# install HP all-in-one to classic on i-mac



## raffles (Jan 11, 2006)

Hi all, I recently bought an HP PSC 1610 (which I was assured would work with my mac). I have i-mac running 10.2.8 . I have done the install for the PSC from the cd that came with it and it's running fine from OSX. However...I run some progs from classic and am having no joy there. I've downloaded the driver for OS9 from HP website but cannot install it. Been in touch with HP who say that as I only have a simulated classic environment and not full version OS9 they cannot help. Seems that you need to be in classic to do the install but I can only get the classic menu if I'm running a prog and as soon as I hit the installer icon my mac reverts back to OSX. Going round in circles... any help?


----------



## Cam (Jan 11, 2006)

So classic under OSX 10 is an emulator of OS 9 in a way and not all things work perfectly. The driver for the printer is just a small file, can you see the file independent of the installer? If you can I think you and just put the file with all the other printer "drivers" for OS 9 (we would have to look up where that would be on the apple support site apple.com/support)


----------



## raffles (Jan 12, 2006)

Thanks for your reply. Yes when I downloaded the driver for OS9 I got a file on my desktop - doc page with HQX logo and 1600_730_EN.smi.hqx written underneath. When I open that file it creates another doc with what looks like a hard drive icon and 1600_730_EN.smi.hqx written beneath it. Double clicking on that creates another icon - maybe of the driver? - and 1600_730_EN underneath. When I open that I get a finder window with installer icon and then an alert saying 'this installer does not support Mac OS10.2 and higher. To download the installer for Mac OS9.x and 10.1.x please visit the hp support site  (www.hp.com?support)" This is despite the fact that I have downloaded the right driver for OS9 - think I get that msg because I'm trying to open it in OSX.


----------



## bobw (Jan 12, 2006)

Have you tried booting into OS 9 using the System Preferences Startup PreferencePane to select the OS 9 system to boot from, if your machine is capable of booting into OS 9?


----------



## raffles (Jan 12, 2006)

Hi bobw, yes I've started OS9 from system pref but I still don't get the OS9 menu unless I'm running a program and then as soon as I come out of the program I'm back in OSX.


----------



## bobw (Jan 12, 2006)

What model iMac do you have?


----------



## raffles (Jan 12, 2006)

I'm currently running 10.2.8,  build 6R73, Processor : 1GHz Power PC G4


----------



## bobw (Jan 12, 2006)

Open the System Preferences>Classic and turn it on.

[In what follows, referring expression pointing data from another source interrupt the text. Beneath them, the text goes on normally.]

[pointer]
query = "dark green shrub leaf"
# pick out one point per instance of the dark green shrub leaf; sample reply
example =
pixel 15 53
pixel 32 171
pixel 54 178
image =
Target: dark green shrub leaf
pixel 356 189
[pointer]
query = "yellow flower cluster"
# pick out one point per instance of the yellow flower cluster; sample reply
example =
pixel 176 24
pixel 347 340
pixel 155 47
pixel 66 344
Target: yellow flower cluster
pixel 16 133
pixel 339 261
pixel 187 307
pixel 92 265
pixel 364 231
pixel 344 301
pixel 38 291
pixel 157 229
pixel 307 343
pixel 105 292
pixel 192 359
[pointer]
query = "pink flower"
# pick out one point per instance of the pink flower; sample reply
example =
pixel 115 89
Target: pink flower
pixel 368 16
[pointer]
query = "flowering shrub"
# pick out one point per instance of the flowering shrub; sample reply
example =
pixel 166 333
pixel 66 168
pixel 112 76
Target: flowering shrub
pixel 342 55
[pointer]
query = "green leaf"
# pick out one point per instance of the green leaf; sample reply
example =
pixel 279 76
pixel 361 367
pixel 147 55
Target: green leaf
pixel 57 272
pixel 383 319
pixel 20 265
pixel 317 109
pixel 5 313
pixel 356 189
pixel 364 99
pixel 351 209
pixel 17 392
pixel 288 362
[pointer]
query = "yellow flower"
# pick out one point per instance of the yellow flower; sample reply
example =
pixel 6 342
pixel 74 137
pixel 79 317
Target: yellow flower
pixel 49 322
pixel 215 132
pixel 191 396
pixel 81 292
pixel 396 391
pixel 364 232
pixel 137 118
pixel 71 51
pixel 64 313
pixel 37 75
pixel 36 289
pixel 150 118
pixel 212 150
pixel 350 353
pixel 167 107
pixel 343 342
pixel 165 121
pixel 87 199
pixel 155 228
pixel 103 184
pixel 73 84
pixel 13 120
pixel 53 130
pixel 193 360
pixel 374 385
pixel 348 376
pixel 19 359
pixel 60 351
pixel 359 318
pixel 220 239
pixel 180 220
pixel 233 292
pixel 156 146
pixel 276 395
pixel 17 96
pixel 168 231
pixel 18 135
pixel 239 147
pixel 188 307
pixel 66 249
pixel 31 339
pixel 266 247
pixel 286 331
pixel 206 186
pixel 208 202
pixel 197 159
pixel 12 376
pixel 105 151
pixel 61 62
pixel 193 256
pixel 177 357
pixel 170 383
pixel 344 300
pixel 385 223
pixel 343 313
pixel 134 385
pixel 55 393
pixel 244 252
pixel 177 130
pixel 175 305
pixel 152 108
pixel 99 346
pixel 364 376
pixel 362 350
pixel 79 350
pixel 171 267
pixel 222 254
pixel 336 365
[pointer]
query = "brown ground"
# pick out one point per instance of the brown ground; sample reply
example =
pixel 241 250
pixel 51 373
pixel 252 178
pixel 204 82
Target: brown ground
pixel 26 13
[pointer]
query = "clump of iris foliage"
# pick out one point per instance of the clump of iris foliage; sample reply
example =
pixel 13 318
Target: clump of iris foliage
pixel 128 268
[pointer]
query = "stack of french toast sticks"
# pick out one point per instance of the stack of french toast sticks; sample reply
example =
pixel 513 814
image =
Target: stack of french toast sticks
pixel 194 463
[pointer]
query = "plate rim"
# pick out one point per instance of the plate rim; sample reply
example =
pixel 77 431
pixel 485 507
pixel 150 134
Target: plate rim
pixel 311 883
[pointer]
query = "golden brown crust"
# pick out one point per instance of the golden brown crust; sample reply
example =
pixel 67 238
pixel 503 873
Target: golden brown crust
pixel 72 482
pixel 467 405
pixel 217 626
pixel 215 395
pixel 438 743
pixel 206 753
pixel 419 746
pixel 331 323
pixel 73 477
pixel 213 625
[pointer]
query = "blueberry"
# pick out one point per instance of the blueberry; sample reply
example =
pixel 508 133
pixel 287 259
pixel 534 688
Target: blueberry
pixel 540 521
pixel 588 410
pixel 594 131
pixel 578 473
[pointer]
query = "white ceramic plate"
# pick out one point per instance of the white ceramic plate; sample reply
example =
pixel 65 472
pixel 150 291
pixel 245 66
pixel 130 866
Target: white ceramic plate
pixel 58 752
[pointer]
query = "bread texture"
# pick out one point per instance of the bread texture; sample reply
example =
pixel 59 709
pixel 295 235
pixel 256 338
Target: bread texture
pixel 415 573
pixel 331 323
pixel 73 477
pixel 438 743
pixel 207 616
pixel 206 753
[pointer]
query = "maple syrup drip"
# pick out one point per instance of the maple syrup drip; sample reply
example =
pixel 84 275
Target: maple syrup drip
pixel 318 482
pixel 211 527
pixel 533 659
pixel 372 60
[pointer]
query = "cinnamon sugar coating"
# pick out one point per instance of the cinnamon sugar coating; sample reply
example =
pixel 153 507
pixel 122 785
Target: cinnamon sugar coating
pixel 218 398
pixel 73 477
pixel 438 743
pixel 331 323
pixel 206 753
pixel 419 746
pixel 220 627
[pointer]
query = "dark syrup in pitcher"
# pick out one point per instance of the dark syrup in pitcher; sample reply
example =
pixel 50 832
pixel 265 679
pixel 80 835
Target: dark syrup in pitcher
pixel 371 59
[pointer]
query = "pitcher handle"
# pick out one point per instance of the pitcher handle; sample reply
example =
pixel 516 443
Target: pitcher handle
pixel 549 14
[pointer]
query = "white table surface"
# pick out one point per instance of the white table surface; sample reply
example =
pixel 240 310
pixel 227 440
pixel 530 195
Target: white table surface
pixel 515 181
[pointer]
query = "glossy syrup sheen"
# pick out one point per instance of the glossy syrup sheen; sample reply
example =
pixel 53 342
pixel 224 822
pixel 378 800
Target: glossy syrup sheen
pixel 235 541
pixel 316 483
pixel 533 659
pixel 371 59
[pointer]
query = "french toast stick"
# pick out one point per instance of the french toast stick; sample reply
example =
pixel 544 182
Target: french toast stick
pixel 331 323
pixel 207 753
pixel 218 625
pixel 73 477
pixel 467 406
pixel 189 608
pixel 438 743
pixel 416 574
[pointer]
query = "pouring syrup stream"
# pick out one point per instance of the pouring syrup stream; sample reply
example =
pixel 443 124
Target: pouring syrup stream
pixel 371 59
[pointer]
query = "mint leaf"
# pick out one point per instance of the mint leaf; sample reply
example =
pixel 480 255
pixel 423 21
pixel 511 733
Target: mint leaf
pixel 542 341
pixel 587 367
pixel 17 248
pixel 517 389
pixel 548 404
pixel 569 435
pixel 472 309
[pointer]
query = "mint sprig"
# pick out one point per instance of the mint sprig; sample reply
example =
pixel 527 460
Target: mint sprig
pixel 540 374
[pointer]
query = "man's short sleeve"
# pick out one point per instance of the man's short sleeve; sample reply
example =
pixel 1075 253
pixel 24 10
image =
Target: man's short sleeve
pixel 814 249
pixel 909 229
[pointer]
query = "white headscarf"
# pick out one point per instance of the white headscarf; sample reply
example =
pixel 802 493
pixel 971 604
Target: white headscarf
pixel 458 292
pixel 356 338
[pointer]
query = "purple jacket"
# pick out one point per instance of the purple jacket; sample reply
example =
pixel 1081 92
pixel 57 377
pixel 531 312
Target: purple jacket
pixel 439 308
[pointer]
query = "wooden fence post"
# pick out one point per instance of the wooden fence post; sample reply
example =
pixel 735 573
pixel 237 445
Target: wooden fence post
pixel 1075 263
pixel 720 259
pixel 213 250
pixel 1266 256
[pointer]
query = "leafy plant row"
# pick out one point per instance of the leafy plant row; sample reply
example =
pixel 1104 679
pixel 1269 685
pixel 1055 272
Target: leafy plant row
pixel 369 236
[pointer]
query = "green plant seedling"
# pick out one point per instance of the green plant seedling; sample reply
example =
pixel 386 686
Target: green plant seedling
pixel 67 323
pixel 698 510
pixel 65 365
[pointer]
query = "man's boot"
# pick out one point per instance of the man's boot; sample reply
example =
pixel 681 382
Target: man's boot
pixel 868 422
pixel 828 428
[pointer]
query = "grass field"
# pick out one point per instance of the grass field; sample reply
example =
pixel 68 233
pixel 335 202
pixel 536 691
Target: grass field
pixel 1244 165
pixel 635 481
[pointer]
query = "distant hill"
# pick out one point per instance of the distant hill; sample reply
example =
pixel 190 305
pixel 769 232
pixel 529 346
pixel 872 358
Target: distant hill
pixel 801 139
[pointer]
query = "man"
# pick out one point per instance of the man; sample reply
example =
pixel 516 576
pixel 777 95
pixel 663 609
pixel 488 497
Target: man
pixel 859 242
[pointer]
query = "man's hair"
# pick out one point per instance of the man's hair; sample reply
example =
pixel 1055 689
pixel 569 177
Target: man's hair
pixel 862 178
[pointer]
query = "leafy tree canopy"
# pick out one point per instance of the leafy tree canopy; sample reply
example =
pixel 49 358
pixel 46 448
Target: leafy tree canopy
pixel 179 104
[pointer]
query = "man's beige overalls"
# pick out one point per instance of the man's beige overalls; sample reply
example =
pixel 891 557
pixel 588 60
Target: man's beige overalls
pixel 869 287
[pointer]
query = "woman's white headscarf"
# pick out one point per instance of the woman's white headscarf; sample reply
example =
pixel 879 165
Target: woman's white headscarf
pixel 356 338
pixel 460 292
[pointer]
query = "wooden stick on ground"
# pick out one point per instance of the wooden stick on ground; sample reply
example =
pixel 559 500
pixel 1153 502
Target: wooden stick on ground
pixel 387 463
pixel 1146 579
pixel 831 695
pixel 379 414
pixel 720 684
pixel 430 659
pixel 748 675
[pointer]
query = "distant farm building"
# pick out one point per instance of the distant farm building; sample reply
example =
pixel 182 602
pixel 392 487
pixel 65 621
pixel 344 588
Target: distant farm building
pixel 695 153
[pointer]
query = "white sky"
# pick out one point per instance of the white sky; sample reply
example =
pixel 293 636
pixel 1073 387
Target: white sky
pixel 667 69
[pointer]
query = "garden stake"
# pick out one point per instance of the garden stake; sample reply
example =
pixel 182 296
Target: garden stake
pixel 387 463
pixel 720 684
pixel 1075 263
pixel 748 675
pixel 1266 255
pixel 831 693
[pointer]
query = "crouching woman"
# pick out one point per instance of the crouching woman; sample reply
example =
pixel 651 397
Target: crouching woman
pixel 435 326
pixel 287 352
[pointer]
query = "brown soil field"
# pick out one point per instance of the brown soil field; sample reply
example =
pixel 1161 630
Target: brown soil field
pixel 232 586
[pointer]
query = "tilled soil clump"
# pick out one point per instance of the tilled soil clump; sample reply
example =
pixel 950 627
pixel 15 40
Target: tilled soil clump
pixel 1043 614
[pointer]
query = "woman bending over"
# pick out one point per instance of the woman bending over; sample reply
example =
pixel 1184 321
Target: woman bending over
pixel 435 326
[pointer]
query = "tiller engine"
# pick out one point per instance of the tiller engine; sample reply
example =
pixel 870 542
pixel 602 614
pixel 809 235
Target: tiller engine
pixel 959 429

Then try installing the HP driver.

You could also open the Sharing PreferencePane and turn on Printer Sharing and then try printing from Classic. Don't know if that will work without the driver installed in Classic.


----------



## raffles (Jan 12, 2006)

I've got OS9 running from the system pref pane but I don't know how to install without clicking in the installer icon and going into OSX again. I tried the print share idea too - no luck... thanks anyway


----------



## bobw (Jan 12, 2006)

With Classic running, click the installer and see if it takes in Classic.


----------



## raffles (Jan 12, 2006)

thanks, but no luck yet. Just don't get the OS9 menu without a program running , even starting up from system prefs. Tried the print share option too...


----------



## raffles (Jan 12, 2006)

oops sorry bobw, thought my post before last didn't register then after I posted it again I found it on page 2! To your last post - no , clicking on the installer doesn't have any effect in classic - keep just getting the same error msg as detailed earlier


----------



## bobw (Jan 12, 2006)

I downloaded that installer. It looks like it's just for OS X.


----------



## raffles (Jan 12, 2006)

even though it says for OS9! thanks for trying


----------



## Cam (Jan 12, 2006)

Once you get to the point where you see the installer (all that other double clicking is decompressing the file and mounting it as a disk), can you scroll around the window at all and actually see the file? It is likely they just use the installer to put a couple of files in the correct locations. They try to hide the files by having them be off screen or hidden behind other icons like the installer program itself. If you can ever just find the file alone, then we can manually put them in the correct places and skip the installer.


----------



## raffles (Jan 13, 2006)

Hi Cam, I've just started from scratch - downloaded the driver again. The file decompressed and mounted as a file automatically and opened in a finder window to reveal the installer icon. Nothing lurking behind it at all though - I've had a good look. Still get error msg if try to install from here.


----------